L’atmosphère était à la fois studieuse et électrique, ce samedi dans l’enceinte cinématographique de l’Institut français de Kinshasa. Entre les murs où résonnent habituellement les dialogues du 7e art, c’est un autre récit, bien réel et crucial pour l’avenir de la création congolaise, qui s’est déployé. Une rencontre, organisée avec le Kongo Music Expo, a placé sous le feu des projecteurs les fragilités chroniques du système de propriété intellectuelle RDC. Le thème, « Regards croisés sur les mécanismes de promotion et de protection des droits d’auteur et droits voisins », sonnait comme un diagnostic attendu pour une industrie culturelle en pleine effervescence mais encore trop souvent spoliée.

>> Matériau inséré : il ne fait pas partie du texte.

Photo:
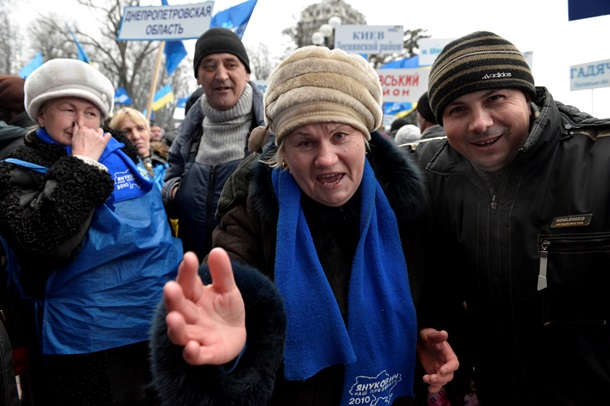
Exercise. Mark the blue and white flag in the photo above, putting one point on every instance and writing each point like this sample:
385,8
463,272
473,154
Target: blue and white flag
82,55
121,97
162,97
235,18
174,52
35,63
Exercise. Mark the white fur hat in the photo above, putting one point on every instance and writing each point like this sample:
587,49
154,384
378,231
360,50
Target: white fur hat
318,85
67,78
407,133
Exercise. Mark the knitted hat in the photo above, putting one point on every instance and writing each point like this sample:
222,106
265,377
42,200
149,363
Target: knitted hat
424,110
219,40
478,61
68,78
11,93
317,85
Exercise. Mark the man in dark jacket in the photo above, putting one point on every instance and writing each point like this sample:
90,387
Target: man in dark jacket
426,121
520,198
213,139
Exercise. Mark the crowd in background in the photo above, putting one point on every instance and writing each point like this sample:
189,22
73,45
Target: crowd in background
285,249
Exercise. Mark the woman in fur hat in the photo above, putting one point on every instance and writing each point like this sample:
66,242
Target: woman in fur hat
309,296
90,247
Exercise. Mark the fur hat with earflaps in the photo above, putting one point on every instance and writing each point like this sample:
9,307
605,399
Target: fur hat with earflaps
318,85
68,78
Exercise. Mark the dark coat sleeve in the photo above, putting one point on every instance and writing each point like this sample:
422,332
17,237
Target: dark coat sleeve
252,380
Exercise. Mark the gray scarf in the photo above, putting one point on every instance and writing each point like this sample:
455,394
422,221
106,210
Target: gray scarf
225,133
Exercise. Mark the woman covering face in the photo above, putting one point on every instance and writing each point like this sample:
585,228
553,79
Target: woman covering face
88,239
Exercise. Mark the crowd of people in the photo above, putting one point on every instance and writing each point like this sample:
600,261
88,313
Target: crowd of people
284,250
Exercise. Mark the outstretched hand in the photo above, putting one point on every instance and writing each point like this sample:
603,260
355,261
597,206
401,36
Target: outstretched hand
208,320
89,142
437,358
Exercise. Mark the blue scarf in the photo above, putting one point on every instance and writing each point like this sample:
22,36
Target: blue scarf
129,183
379,343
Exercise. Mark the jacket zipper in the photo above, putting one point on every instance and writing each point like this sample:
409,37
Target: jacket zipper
544,257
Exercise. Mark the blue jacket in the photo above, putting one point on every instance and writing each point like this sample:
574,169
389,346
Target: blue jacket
94,267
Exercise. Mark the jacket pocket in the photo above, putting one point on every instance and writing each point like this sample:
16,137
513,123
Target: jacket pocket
574,278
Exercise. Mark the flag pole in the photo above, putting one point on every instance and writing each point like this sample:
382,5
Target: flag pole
153,82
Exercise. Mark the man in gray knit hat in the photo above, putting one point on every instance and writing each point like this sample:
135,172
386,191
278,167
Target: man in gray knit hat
213,139
521,202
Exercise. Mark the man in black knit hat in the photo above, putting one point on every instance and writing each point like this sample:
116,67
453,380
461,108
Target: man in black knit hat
520,198
213,138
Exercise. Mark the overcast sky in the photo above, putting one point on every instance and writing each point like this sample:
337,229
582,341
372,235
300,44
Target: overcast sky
540,26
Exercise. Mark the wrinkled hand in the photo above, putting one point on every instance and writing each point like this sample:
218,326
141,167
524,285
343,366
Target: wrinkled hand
208,320
437,358
89,142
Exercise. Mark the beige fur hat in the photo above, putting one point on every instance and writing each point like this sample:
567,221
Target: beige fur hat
67,78
317,85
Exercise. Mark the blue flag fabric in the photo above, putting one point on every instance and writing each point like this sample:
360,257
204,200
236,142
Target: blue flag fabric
235,18
174,51
579,9
35,63
122,97
181,102
162,97
82,55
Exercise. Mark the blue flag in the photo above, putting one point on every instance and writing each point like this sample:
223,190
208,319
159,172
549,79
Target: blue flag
35,63
162,97
235,18
121,96
579,9
174,52
82,55
181,102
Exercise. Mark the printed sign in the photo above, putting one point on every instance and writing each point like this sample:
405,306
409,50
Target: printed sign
590,75
165,23
369,39
403,85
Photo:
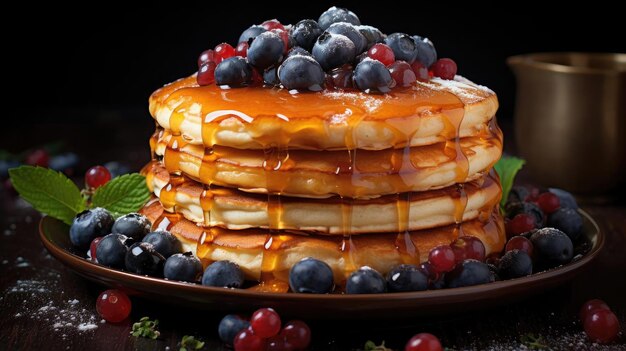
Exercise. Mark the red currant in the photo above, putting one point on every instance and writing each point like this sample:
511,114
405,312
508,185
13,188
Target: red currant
442,258
548,202
97,176
206,74
92,248
421,71
444,68
423,342
382,53
520,243
520,224
592,306
272,24
297,334
402,73
223,51
265,322
242,49
466,247
113,305
38,157
246,340
601,326
206,56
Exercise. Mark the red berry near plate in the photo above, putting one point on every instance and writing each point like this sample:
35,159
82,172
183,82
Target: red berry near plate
97,176
423,342
442,258
265,322
590,307
601,326
548,202
444,68
113,305
246,340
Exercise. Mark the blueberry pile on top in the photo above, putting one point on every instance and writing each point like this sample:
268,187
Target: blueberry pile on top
334,52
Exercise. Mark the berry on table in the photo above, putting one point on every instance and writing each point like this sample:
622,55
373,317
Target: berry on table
230,326
311,276
97,176
601,326
366,280
423,342
265,323
444,68
185,267
442,258
246,340
223,274
113,305
90,224
372,76
337,14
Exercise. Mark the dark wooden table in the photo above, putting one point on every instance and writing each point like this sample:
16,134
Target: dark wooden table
45,306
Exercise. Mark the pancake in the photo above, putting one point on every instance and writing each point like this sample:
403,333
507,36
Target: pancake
232,209
354,173
253,118
270,256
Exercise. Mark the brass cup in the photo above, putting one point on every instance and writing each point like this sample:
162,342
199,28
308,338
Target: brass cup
570,119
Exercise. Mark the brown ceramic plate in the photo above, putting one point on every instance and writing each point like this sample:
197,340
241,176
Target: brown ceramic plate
54,235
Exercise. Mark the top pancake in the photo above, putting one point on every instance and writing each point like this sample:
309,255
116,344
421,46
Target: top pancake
257,118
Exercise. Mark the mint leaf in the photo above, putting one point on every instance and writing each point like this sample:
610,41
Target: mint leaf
123,194
49,192
507,167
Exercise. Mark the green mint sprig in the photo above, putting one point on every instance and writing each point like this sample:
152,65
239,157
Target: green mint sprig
507,168
189,342
146,328
54,194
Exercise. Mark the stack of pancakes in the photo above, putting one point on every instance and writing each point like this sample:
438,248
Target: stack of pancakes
265,177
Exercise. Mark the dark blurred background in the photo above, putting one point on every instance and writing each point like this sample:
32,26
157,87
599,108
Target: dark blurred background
87,72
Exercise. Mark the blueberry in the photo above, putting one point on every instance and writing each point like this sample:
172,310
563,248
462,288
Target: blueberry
366,280
132,225
467,273
406,277
552,247
337,14
251,33
90,224
164,242
305,33
223,274
426,53
568,220
111,250
403,46
514,208
372,35
143,259
311,276
372,76
230,326
270,76
184,267
302,73
266,50
515,264
333,50
350,31
233,71
566,199
64,162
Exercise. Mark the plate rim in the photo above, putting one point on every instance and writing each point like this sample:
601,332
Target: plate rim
75,262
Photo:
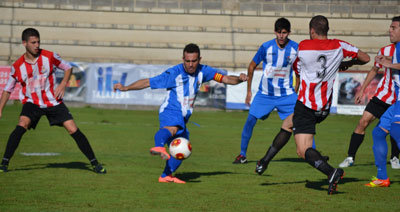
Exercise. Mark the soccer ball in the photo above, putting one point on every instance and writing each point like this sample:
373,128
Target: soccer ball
180,148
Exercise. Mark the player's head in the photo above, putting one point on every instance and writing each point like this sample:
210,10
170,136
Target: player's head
191,57
31,41
394,30
319,25
282,31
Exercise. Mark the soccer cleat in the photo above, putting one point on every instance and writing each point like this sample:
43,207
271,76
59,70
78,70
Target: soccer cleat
99,169
160,151
261,167
375,182
349,161
240,159
395,163
3,168
170,179
334,179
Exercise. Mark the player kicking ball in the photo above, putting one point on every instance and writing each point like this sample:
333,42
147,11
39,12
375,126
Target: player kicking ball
35,71
182,83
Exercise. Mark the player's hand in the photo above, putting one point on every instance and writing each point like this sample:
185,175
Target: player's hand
243,77
358,98
60,90
248,98
119,86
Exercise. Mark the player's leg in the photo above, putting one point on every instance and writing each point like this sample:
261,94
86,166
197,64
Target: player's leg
260,108
29,117
357,138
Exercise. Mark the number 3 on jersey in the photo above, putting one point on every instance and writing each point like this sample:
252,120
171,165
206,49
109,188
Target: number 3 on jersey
322,59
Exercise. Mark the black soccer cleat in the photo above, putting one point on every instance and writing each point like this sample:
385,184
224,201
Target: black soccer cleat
99,169
334,179
261,167
240,159
3,168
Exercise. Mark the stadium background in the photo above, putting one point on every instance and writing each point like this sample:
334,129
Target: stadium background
104,35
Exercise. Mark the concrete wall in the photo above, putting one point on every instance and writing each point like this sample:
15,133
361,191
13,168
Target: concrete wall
155,31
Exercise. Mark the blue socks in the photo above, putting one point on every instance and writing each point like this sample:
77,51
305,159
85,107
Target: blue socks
247,133
161,137
380,151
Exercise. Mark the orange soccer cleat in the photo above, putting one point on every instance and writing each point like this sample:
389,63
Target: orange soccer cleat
375,182
170,179
160,151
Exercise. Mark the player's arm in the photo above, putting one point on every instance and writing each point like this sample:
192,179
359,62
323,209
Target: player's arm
60,90
250,73
370,76
233,80
3,100
138,85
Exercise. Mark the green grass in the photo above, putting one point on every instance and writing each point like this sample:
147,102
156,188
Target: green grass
122,139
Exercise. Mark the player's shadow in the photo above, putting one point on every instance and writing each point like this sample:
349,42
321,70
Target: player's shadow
69,165
192,176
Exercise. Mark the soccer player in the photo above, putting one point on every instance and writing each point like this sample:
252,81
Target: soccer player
275,90
35,71
182,83
317,63
384,97
389,122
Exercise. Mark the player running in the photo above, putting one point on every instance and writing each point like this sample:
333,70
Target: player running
182,83
384,97
35,71
389,122
275,91
317,63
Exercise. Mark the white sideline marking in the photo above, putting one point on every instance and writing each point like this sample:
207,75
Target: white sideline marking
40,153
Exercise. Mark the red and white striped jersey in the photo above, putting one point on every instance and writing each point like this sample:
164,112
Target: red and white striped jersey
37,80
385,90
317,63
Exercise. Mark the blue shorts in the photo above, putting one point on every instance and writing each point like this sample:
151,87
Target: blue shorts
263,105
391,115
174,118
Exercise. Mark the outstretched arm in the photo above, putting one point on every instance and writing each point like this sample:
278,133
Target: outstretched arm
3,100
138,85
233,80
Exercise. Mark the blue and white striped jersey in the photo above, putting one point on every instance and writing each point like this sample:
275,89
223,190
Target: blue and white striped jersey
277,79
182,87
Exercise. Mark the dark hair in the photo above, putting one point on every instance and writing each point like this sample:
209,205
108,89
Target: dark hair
191,48
282,23
320,25
396,18
28,32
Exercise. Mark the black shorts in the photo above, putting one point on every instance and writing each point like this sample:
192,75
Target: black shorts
376,107
56,115
305,119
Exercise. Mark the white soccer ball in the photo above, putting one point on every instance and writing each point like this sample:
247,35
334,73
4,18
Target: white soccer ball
180,148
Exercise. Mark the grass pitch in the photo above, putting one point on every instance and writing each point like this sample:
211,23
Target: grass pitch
121,140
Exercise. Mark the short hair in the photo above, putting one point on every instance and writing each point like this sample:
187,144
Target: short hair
191,48
29,32
282,23
396,18
320,25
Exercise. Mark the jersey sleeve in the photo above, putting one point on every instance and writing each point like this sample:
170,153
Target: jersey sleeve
11,81
348,50
260,55
60,63
164,80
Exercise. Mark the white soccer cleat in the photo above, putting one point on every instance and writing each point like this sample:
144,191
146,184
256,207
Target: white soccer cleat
395,163
349,161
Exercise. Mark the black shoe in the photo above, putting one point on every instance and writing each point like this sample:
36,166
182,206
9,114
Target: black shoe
3,168
261,167
240,159
334,179
99,169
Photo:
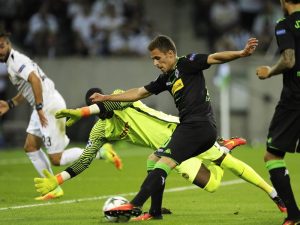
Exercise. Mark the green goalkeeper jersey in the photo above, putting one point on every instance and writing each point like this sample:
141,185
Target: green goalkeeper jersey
132,122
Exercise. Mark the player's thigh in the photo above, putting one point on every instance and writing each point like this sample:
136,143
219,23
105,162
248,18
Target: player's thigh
284,130
32,143
189,140
189,168
54,135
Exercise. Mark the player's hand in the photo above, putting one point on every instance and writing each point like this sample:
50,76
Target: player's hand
263,72
73,114
3,107
97,97
250,47
43,118
46,184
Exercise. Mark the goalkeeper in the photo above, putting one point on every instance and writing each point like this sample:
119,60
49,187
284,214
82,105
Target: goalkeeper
141,125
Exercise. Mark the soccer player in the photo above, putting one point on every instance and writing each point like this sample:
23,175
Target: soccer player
139,124
183,78
35,87
284,129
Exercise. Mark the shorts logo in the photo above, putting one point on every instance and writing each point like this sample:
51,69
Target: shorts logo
192,57
21,68
125,130
297,24
185,176
178,85
280,32
168,151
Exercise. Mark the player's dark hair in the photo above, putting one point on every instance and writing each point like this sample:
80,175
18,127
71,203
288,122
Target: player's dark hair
163,43
4,34
89,93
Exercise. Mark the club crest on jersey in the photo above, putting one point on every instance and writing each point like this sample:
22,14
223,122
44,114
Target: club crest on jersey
178,85
192,57
280,32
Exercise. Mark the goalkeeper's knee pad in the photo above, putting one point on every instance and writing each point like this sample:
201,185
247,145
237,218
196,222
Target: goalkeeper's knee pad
188,169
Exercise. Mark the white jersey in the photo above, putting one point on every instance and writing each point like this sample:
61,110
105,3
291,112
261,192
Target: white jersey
19,66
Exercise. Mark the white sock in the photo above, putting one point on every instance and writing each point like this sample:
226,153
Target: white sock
40,161
101,153
70,155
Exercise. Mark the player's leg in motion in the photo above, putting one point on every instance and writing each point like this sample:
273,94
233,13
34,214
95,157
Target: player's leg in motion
248,174
194,171
280,178
107,153
40,162
208,178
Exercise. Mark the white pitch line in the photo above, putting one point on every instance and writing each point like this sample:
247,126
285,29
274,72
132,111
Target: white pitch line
177,189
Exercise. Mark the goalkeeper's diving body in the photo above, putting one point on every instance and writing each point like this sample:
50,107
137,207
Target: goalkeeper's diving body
136,123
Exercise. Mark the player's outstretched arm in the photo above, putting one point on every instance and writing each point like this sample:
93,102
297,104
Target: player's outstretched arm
76,114
286,61
127,96
226,56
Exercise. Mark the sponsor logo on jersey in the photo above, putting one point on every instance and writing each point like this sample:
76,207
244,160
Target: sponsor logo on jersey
192,57
21,68
176,73
281,32
167,151
297,24
178,85
125,130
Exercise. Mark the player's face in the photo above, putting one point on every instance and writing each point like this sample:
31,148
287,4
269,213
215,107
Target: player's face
163,61
4,49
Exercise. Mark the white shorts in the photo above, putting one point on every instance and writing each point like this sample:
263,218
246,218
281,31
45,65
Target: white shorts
54,135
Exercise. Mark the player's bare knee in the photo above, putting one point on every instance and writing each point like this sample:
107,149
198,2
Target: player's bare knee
30,148
153,157
55,159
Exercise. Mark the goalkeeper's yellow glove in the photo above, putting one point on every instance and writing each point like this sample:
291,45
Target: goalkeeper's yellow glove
48,183
73,114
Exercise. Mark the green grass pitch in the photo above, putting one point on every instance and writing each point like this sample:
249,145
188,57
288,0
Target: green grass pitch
235,202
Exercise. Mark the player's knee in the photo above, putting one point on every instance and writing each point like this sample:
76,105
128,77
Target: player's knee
211,188
55,159
29,147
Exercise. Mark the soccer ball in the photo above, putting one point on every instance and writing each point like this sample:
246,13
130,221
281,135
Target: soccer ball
111,203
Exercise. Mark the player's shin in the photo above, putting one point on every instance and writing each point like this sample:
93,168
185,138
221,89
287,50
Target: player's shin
153,182
244,171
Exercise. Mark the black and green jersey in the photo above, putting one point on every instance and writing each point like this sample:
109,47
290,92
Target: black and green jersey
186,84
132,122
287,33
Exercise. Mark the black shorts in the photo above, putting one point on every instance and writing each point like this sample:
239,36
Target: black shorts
284,131
188,140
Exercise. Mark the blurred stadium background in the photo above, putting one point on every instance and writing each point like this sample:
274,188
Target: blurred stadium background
86,43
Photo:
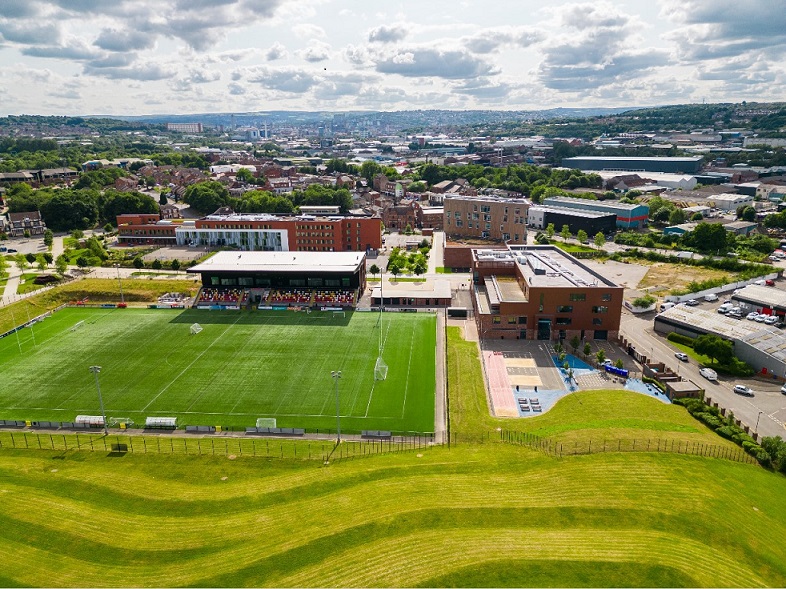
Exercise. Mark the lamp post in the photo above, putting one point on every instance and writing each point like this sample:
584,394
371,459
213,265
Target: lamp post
95,370
336,374
120,283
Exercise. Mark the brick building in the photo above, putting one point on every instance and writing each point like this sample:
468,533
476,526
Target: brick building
486,217
254,232
541,292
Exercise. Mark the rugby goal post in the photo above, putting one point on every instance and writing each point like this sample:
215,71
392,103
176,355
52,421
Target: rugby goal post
380,369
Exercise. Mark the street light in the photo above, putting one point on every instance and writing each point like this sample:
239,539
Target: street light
336,374
122,300
95,370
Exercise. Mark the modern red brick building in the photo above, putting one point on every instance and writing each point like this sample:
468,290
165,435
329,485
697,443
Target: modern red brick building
255,232
541,292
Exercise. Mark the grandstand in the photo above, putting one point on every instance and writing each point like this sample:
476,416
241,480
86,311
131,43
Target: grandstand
281,279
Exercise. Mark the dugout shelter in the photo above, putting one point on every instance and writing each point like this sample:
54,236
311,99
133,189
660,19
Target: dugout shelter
263,275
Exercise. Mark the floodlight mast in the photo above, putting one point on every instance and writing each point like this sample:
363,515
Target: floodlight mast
95,370
336,374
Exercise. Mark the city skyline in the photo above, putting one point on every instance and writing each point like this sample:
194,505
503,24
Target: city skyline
171,56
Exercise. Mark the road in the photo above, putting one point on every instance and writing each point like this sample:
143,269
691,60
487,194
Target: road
768,406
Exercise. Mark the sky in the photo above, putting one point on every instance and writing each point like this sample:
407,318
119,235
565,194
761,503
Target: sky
136,57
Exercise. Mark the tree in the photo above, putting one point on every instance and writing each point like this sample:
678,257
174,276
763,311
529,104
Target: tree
244,175
714,347
600,356
61,263
676,217
207,197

Animé par la plume experte du Professeur Théodore Nganzi et modéré par l’opérateur culturel Randy Kalay, l’échange a rapidement transcendé le simple cadre théorique pour toucher aux nerfs d’une économie de la création à bout de souffle. D’emblée, un constat sévère a été dressé : la République Démocratique du Congo accuse un retard structurel embarrassant. Comment, en effet, envisager l’épanouissement des droits d’auteur artistes congolais lorsque des pans entiers de la création moderne, à l’instar des logiciels et des bases de données, peinent à être reconnus et protection œuvres RDC ? Le professeur Nganzi a pointé cette dissonance avec les normes internationales, une faille qui isole les créateurs dans un écosystème juridique obsolète.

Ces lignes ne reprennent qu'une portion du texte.